High-strength material specifications range from 210Mpa to 800Mpa yield strengths with thickness ranges from 0.65mm to 2.0mm.
Tailored blanks
ULSAB's body side outer is one of several parts that employs a fully laser-welded tailored blank with different thicknesses and grades of steels.
Careful placement of the seams in the tailored blank was critical for minimizing weight and facilitating forming.
This consideration was especially important in the body side outer because of its complexity, size, use of high-strength steels and the inclusion of a class A surface quarter panel. Almost half of the ULSAB mass consists of tailored blank parts.
Hydroforming
TO minimize weight and maximize structural performance, the project partners designed the tube from which the hydroformed side roof rail was created with an unusually thin gauge relative to its outside diameter.
The project partners had to develop methods for both manufacturing and forming this critical tubular part, which provides a unique load path for the body structure.
Steel sandwich
Again, to minimize weight, the program specified the skins of the steel sandwich material for the dash panel insert and spare tire tub to be extraordinarily thin.
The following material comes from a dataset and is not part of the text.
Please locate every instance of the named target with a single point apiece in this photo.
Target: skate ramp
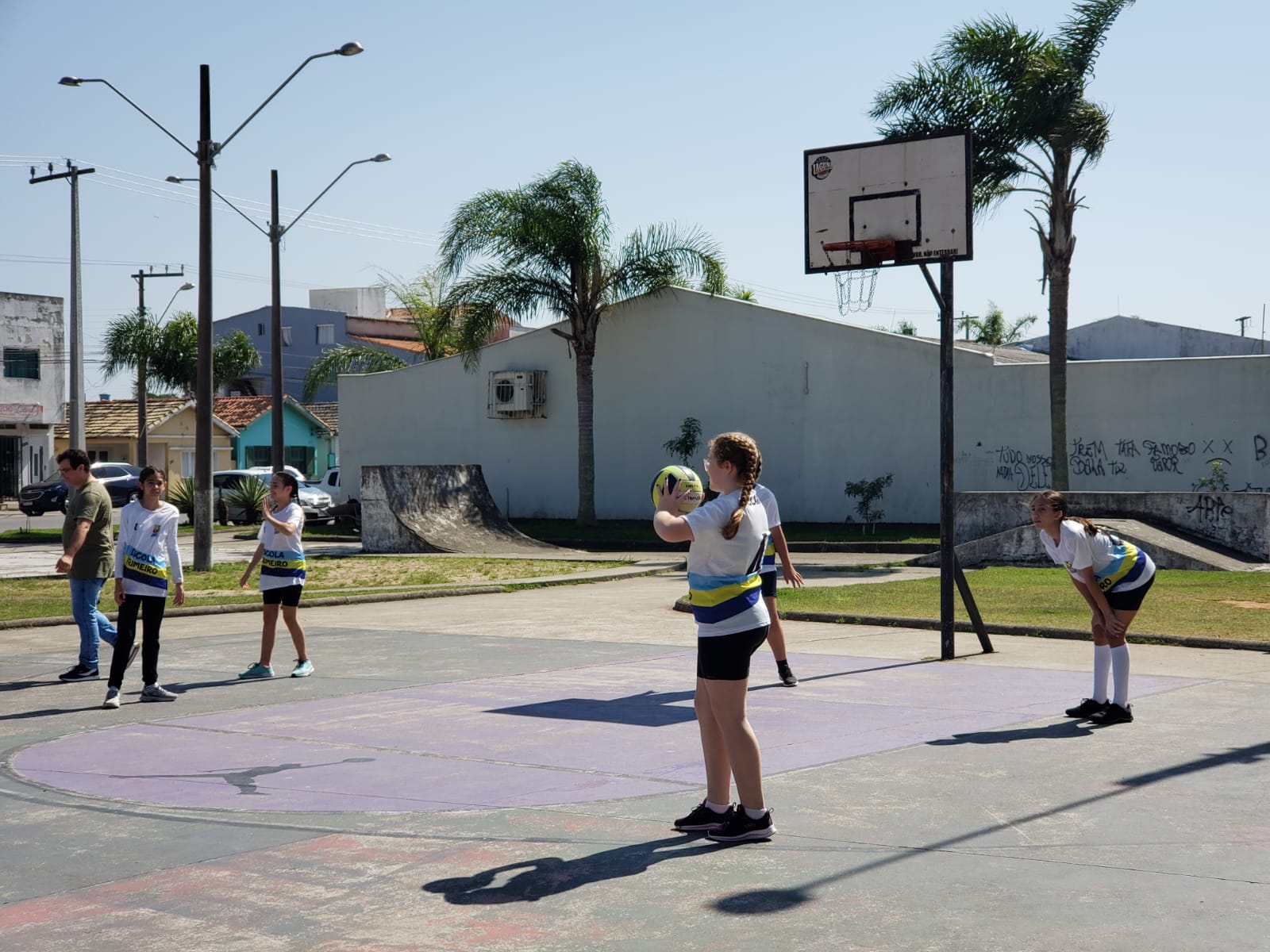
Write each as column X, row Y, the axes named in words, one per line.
column 436, row 509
This requirement tested the project partners' ability to provide the width required.
Additionally, steel sandwich has different forming characteristics from regular sheet steel, requiring the project partners to treat it differently in the dies.
Manufacturability
To help ensure the feasibility of the designs created through the collaborative effort, the project partners performed detailed analysis on the most complex parts.
This included forming simulation to identify areas of unacceptable strain and adjustments to product design and tooling, and circle grid strain analysis to confirm the feasibility of parts for full volume production.
ULSAB is lighter and stronger, and costs no more to manufacture than the benchmarked average vehicle established in the project s concept phase -- clear testimony that steel emerges as a material of choice to down weight vehicles.